Bruce,
I'm merely playing devil's advocate here, as I'm personally no fan of naked short selling myself.
(1) How can enforcement be carried out effectively? A lot of short sellers probably do not even know that their short positions are naked or could become naked! This IMHO is the dirty little secret of the brokerage business. A few months ago, I shorted some SPY, which is presumably one of the most liquid shares out there. A couple days later, I got a notice from my broker that they may not have the shares to cover my short position for clearing. I was like, what the heck! Weren't they supposed to have borrowed the shares when the order was executed? Turns out, the broker can "borrow" the shares to help the short sellers to open the position, then lend those shares subsequently to someone else before the position is closed! So, in theory, if the brokerage has 100 shares of the stock, it can be relent unlimited number of times to facilitate the opening of unlimited number of short positions! None of the short sellers would know that their positions were naked!

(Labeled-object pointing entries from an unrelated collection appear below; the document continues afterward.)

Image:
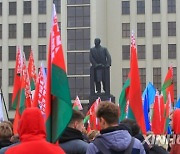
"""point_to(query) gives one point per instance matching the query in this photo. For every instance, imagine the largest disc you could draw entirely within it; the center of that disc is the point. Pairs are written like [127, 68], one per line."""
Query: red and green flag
[17, 79]
[58, 100]
[168, 85]
[25, 95]
[91, 116]
[123, 100]
[77, 104]
[157, 123]
[32, 71]
[167, 112]
[135, 101]
[39, 99]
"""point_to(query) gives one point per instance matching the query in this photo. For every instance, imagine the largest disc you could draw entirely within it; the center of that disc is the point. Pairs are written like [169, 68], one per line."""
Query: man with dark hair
[100, 59]
[72, 140]
[32, 135]
[113, 139]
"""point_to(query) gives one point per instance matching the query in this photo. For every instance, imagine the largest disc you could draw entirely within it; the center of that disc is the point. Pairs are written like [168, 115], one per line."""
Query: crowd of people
[115, 137]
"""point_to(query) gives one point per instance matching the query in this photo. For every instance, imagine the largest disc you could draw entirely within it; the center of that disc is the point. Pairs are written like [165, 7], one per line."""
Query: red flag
[135, 100]
[158, 115]
[167, 112]
[40, 91]
[168, 86]
[92, 115]
[25, 96]
[16, 120]
[32, 71]
[17, 79]
[58, 108]
[77, 104]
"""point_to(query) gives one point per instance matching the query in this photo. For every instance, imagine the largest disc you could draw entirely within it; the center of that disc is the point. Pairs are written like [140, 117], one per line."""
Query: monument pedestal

(2) Market is not a "fair price" setter, but a price discovery mechanism. So long as the issuer of "bogus shares" is subject to the same margin requirement as everyone else, a concentrated attack against a stock is just a price discovery move that invites bargain hunters' buying if the company's performance and its prospect to maintain future dividend yield is not tied to stock price like a ponzi scheme. IMHO, what the carnage last fall uncovered wasn't so much the evils of shor selling but the evils of ponzi-scheme banking built upon credit ratings that has stock price itself as a major factor.